Looking at the code, an ACL argument would always appear to be included in the functions that write the objects:

      def self.upload_file(s3_client, bucket_name, app_directory, file_name, file_data, acl, server_side_encryption, download_endpoint, download_endpoint_replacement_regex)


        if app_directory
          file_name = "#{app_directory}/#{file_name}"
        end


        bucket = Aws::S3::Bucket.new(bucket_name, client: s3_client)
        details = {
          acl: acl,
          key: file_name,
          body: file_data,
          content_type: MIME::Types.type_for(File.extname(file_name)).first.to_s
        }
        details = details.merge(server_side_encryption: server_side_encryption) if server_side_encryption.length > 0
        obj = bucket.put_object(details)

And the acl argument appears to be defaulted to public-read. So, that ACL gets placed on the PutObject call, and fails because the AWS API will fail PutObject calls with x-amz-acl set when they're going to a bucket that has ACLs disabled. When ACLs are disabled on the bucket, the call to write the object must either have bucket-owner-full-control set as the acl or do not specify one at all:

If the bucket that you're uploading objects to uses the bucket owner enforced setting for S3 Object Ownership, ACLs are disabled and no longer affect permissions.
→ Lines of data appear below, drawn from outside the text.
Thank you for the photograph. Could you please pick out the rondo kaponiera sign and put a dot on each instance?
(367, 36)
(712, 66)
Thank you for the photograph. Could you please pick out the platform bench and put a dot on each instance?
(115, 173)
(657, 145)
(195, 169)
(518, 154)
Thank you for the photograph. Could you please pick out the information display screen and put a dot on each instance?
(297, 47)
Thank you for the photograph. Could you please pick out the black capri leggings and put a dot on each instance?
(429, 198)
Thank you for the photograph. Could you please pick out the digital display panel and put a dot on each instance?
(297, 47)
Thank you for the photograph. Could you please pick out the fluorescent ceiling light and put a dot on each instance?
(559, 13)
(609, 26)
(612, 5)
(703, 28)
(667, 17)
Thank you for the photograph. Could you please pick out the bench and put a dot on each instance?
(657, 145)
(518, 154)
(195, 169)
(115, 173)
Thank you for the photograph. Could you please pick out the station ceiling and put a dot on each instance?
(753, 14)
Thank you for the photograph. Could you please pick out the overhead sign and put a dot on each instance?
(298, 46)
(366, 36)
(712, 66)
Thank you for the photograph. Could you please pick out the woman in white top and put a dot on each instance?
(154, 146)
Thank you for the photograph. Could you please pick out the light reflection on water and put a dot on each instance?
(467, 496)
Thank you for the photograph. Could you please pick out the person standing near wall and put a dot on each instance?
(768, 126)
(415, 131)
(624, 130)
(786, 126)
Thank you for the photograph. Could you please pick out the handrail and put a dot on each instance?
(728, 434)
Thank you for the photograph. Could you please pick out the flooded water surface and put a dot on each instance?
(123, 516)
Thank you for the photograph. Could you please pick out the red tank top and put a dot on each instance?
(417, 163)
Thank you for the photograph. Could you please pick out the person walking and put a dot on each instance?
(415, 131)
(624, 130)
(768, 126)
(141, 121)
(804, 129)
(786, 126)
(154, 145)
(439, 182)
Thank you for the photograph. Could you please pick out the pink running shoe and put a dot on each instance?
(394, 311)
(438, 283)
Buckets that use this setting only accept PUT requests that don't specify an ACL or PUT requests that specify bucket owner full control ACLs, such as the bucket-owner-full-control canned ACL or an equivalent form of this ACL expressed in the XML format. PUT requests that contain other ACLs (for example, custom grants to certain AWS accounts) fail and return a 400 error with the error code AccessControlListNotSupported. For more information, see Controlling ownership of objects and disabling ACLs in the Amazon S3 User Guide.

I'd argue something in this plugin code needs to change to reflect the current "default" of S3 bucket ACL configuration. I probably wouldn't go so far as to just alter the default to be bucket-owner-full-control all the time or defaulting to no ACL being passed to the PutObject call - mostly due to backward compatibility concerns. Based on what I see, it might be possible to to check the ACL status of the bucket and conditionally override the passed-in ACL with bucket-owner-full-control or an empty string.